太后翁氏葬礼刚毕,郑王府议事堂内文武百官齐聚。
众人身着素服,低垂着头,肩膀微躬,连呼吸都放得极轻,殿内弥漫着丧期未散的凝重。
底下却藏着一股暗流——自太后病重,立储的风声就没断过。
如今丧期一过,谁都想趁这个时候站队,抢占从龙之功。
沉默没撑过三炷香,户部尚书颤巍巍站了出来。
他袍角沾着尘土,双手拢在袖中,指节攥得发白,显然鼓足了勇气。
“陛下!太后丧期已过,国不可一日无储!恳请陛下早日册立太子,安民心、固国本!”
“陛下,户部尚书所言极是!”
“臣等附议,恳请陛下立储!”
附和声瞬间炸开。
有人高声附和,生怕陛下听不见;有人低声应和,眼神不停瞟向主位;还有人悄悄交换眼神,显然早有串通。
主位上,郑森手指轻叩案面。
咚、咚、咚,节奏平稳,却像重锤敲在每个人心上。
他始终没看请愿的官员,目光死死钉在案上的宗亲子弟名录上。
郑明的名字被朱砂圈了三道,红得刺眼,像一滴凝固的血,映着他眼底的寒芒。
等殿内附和声渐高,几乎盖过殿外风声,郑森才缓缓抬起头。
他的目光扫过殿内,冷得像关外寒冬,带着刺骨的威压。
被他眼神扫到的官员,齐刷刷把头埋得更低,肩膀不自觉塌下去。
原本嘈杂的请愿声瞬间戛然而止,连呼吸都不敢大声喘。
“立储?”
郑森的声音不高,却穿透殿内死寂,带着沉甸甸的威压,“你们觉得,现在是立储的时候?”
话音刚落,他猛地站起身。
龙袍下摆扫过地面,悄无声息却带着雷霆之势,一步一步走下台阶,直冲到户部尚书面前。
户部尚书浑身一颤,冷汗瞬间浸透素色朝服。
汗水顺着脸颊淌进衣领,凉得他打了个哆嗦,张着嘴半天挤不出一个字,双手死死攥着朝服衣角,指节泛白得快要裂开。
“怎么?不敢说了?”
郑森冷笑一声,转身扫视着跪了大半殿的百官。
声音陡然拔高,震得殿顶灰尘簌簌往下掉:“你们那点心思,朕看得一清二楚!无非是想拥立储君,提前抱大腿,谋个从龙之功!”
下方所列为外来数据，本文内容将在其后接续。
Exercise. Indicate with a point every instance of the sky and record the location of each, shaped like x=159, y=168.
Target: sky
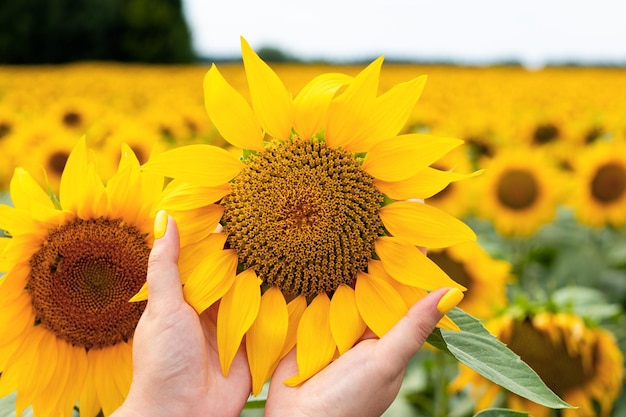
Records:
x=533, y=32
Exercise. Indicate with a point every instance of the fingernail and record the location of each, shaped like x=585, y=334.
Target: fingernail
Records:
x=450, y=300
x=160, y=224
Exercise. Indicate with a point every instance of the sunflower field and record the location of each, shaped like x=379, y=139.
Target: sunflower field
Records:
x=540, y=178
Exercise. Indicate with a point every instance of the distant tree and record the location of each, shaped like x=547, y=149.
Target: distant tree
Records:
x=272, y=54
x=56, y=31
“可你们别忘了,大夏江山,不是你们投机取巧的工具!”
“陛下息怒!”
百官齐刷刷跪倒在地,膝盖砸在青石板上,发出一片整齐的闷响。
有人膝盖着地时没稳住,踉跄了一下,连忙用手撑地稳住身形,连动都不敢多动:“臣等不敢!臣等只为大夏江山着想!”
“为大夏江山?”
郑森嗤笑一声,抬脚走到殿中央。
目光如刀,一寸寸剜过跪伏的百官:“若真是为了大夏,那朕倒要问问,曹寅、龚鼎孳这两个人,你们谁不清楚他们的底细?”
这两个名字一出,百官脸色齐齐剧变!
有人悄悄抬眼,飞快瞥了郑森一眼,又慌忙低下头,脖颈绷得笔直;
有人往人群后缩了缩,恨不得藏进人堆里——谁都知道,曹寅是郑明死忠,靠着江南织造的肥差大肆敛财,暗中资助郑明扩充势力;
龚鼎孳则一直勾连郑袭旧部,太后丧期还偷偷宴请宾客,这些事早有风声,只是没人敢提。
“传旨!”
郑森对着殿外一声大喝,声音冷硬如铁,不带半分感情。
两名锦衣卫应声而入,劲装裹身,腰间绣春刀泛着森寒的光。
他们躬身单膝跪地:“陛下有何吩咐?”
“把曹寅、龚鼎孳给朕押上来!”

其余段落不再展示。